Runtime Error: The solution crashed or used memory above the limit, if specified.
Time Limit Exceeded: The solution did not stop within the time limit, if specified.
Internal Error: Custom scorer / communicator (if any) crashed or did not give a valid verdict.

Test case verdicts¶

A test case verdict consists of a verdict and optionally points.

The verdict of each test case will be shown. For OK verdict, the points (given by the scorer) will be also shown.

Subtask verdicts¶

If the problem has subtasks, the verdict of each subtask will be shown as well. A subtask verdict is the combination of:

verdict: the worst verdict of test case verdicts in the subtask
points:
- the subtask points (assigned via Points()), if all test case verdicts in the subtask are Accepted,
- the minimum points of OK verdicts in the subtask, if at least one test case verdict is OK and the rest are Accepted, or
- 0, otherwise.

Overall verdict¶

Finally, the overall verdict is as follows.

For problem without subtasks:

verdict: the worst test case verdict
points: the sum of test case points, where:
- an Accepted verdict will be given 100 / (number of test cases) points
- an OK verdict will be given its own points
- any other verdict will be given 0 points

For problem with subtasks:

verdict: the worst subtask verdict
points: the sum of subtask points

Sample local grading output¶

Here is a sample output of a local grading for problems without subtasks.

Local grading with solution command: './solution_alt'...

[ SAMPLE TEST CASES ]
  k-product_sample_1: Accepted

[ OFFICIAL TEST CASES ]
  k-product_1: Accepted
  k-product_2: Accepted
  k-product_3: OK [21]
  k-product_4: Wrong Answer
    * scorer Diff:
(expected) [line 01]    11
(received) [line 01]    12

[ VERDICT ]
  Wrong Answer [71]

and here is for problems with subtasks.

Local grading with solution command: './solution_alt'...

[ SAMPLE TEST CASES ]
  k-product_sample_1: Accepted

[ TEST GROUP 1 ]
  k-product_1_1: Accepted

[ TEST GROUP 2 ]
  k-product_2_1: Accepted
  k-product_2_2: Accepted
  k-product_2_3: Accepted

[ TEST GROUP 3 ]
  k-product_3_1: Accepted
  k-product_3_2: Wrong Answer
    * scorer: Diff:
(expected) [line 01]    11
(received) [line 01]    12

  k-product_3_3: Accepted

[ TEST GROUP 4 ]
  k-product_4_1: Accepted
  k-product_4_2: Accepted
  k-product_4_3: Accepted
  k-product_4_4: Accepted
  k-product_4_5: Accepted
  k-product_4_6: Runtime Error
    * Execution of solution failed:
      - Exit code: 1
      - Standard error:

[ SUBTASK VERDICTS ]
  Subtask 1: Accepted [40]
  Subtask 2: Wrong Answer [0]
  Subtask 3: Runtime Error [0]

[ VERDICT ]
  Runtime Error [40]

This local grading feature is useful for creating “unit tests” for your test cases.

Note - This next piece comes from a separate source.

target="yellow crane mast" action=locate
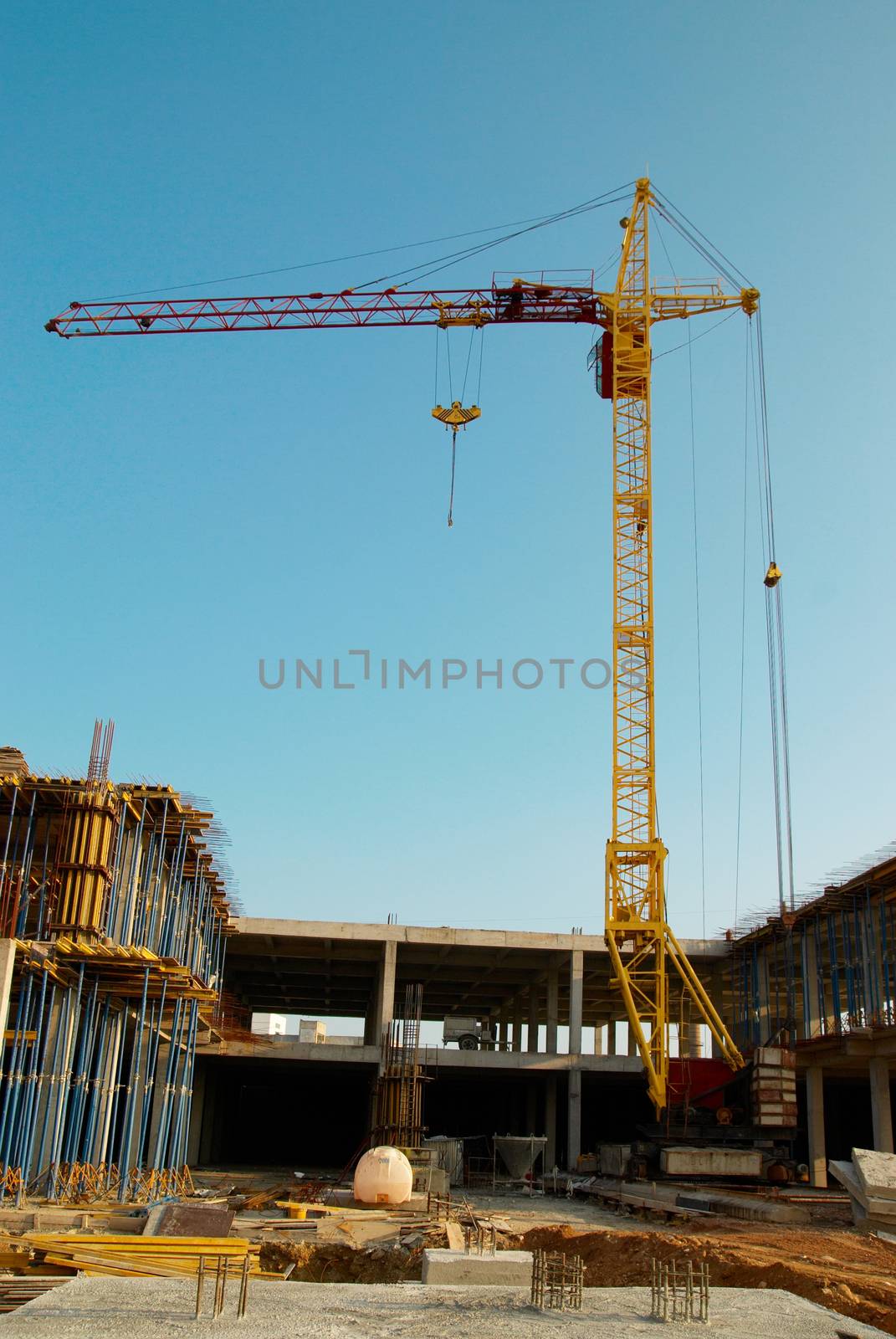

For each problem, you can write many solutions with different intended results. For example, solution_123.cpp should pass subtasks 1 - 3; solution_12.cpp should pass subtasks 1 and 2 but not subtask 3, etc.

Brief mode¶

You can pass an additional --brief argument to make the output concise. This is primarily intended to be consumed by scripts instead of human eyes.

The first line of the output contains the overall the verdict in the following format:

<code> <points>

where the code mapping is:

AC: Accepted
OK: OK
WA: Wrong Answer
RTE: Runtime Error
TLE: Time Limit Exceeded
ERR: Internal Error

If the problem has subtasks, the subtask verdicts will be output in the following lines, one line per subtask verdict ordered by subtask number, in the same format as above.

The sample outputs from the previous sections would become the following using --brief argument:

WA 71

and

RTE 40
AC 40
WA 0
RTE 0

Notes¶

Internally, tcframe uses ulimit to limit the time and memory used when running the solution. Unfortunately, there is no easy way to restrict memory limit on OS X, so the memory limit will be always ignored when using this feature on OS X.